A dedicated effort to improve documentation led to $3.6 million in new revenue for the hospital over three months.
Later in the day, Paul Keckley, executive director, Deloitte Center for Health Solutions, spoke to a packed room of attendees on the effects of healthcare reform in the coming decade. "This system is a confederacy of self-interest, and what it has now faced is its own mortality," he said. After a number of sobering statistics relating to growing healthcare costs, he concluded that there will be a national referendum by 2020 about a single-payor system.
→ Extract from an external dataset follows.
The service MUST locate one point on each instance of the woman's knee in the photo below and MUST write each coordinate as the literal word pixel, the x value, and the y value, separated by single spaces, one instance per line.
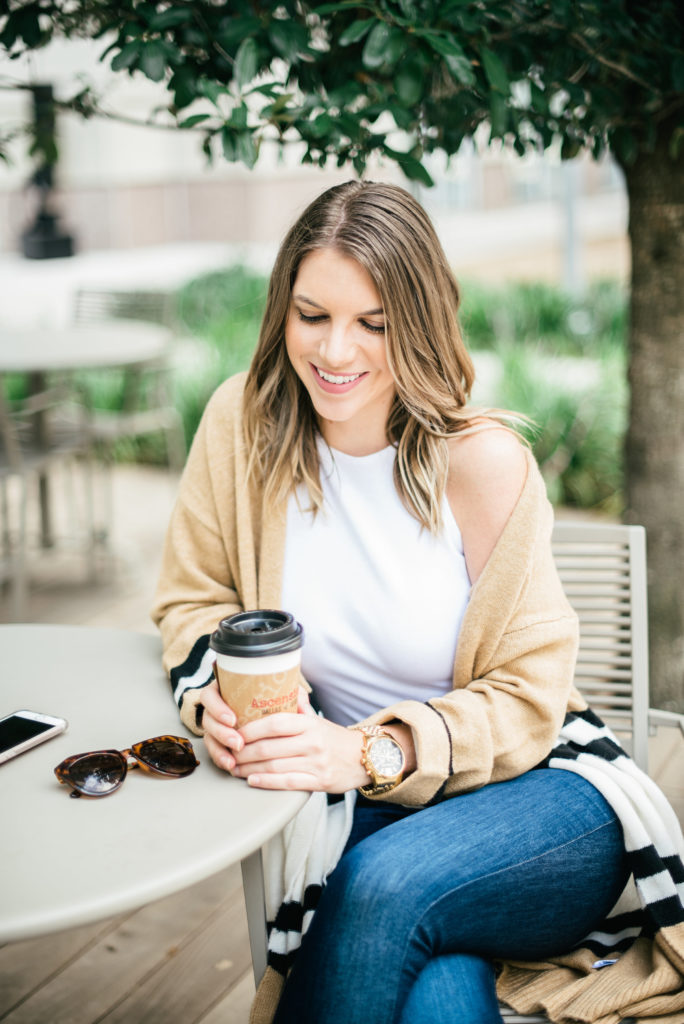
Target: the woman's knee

Tuesday's Keynote Speaker Don Berwick, MD, former administrator, CMS, and founding CEO, Institute for Healthcare Improvement, discussed the ACA and its triple aim of better care, better health outcomes and lower costs, and gave evidence for why the law is needed. One statistic revealed that 2011 total U.S. healthcare waste cost $558 billion to $1,263 billion. Berwick discussed a variety of quality improvement systems, and listed several examples of health entities in the U.S. and internationally showing early success at improving care and outcomes, and reducing costs.
"You can't say, ‘It can't be done,'" he told the audience. "It can…It is not a problem of possibility. It is a problem of will."